Qui je suis ? Question facile, et pourtant...Je vais tenter de rester cohérente. Je m'appelle Emanuelle, prénom androgyne prêtant à la confusion. Prénom à la tranquille musique, à la menace cachée. Satine, douceur simulée. Et Grace, tout simplement. Je suis interne aux urgences dans cet hôpital. J'ai 29 ans et je viens tout juste de débarquer à Seattle pour fuir mes anciennes relations, mon ancienne vie, mon ancienne moi.
Parler de moi ? Je ne sais pas vraiment quoi dire. J'ai longtemps servi de souffre-douleur pour les autres lors de ma jeunesse. J'ai une forte tendance à me rabaisser, à courber l'échine et à fuir les gens essayant de voir au-delà de ma carapace. On me dit vive, fougueuse, intelligente et assez jolie. Mais c'est ce que les gens disent. Et les gens mentent: mentent pour vous protéger, pour se dépêtrer de vous, pour en finir enfin.
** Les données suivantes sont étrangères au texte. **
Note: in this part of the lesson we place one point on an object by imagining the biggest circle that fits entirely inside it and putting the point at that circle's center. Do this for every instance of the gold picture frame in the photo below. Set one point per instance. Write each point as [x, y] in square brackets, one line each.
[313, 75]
J'ai fait mes études à New-York. Ce qui m'a poussé à devenir médecin ? J'ai eu le déclic vers mes seize ans. Une émission de télévision. Pas de romantisme, de détails amusants: une émission de télévision m'a fait voir ce qu'est la vie de médecin et je n'ai pas pu décrocher. Expositions, livres, cours optionnels de biologie humaine à l'école, modèles réduits et j'en passe m'ont tenu très souvent compagnie. J'ai travaillé sans relâche pour atteindre ce but et n'ai pas l'intention de laisser tomber. Je serai la meilleure.
Côté relations, tout va mal. J'ai été trompée cinq fois... Je pense que c'est un record. J'ai tendance à compenser mon vide affectif par des relations sans lendemain. J'ai cherché en vain le prince charmant, celui qui ne m'utiliseras pas comme une vulgaire poupée de porcelaine. Et je ne l'ai jamais rencontré. Il est très facile de me trouver: si je ne suis pas à l'hôpital ou dans mon lit, je suis au bar. L'ivresse du sexe et le velours de l'alcool.
Vu comme ça, on pourrait dire que je suis une traînée alcoolique et sans estime personnelle. Ce que je ne suis pas, bien sûr.
...Évidemment que c'est ce que je suis.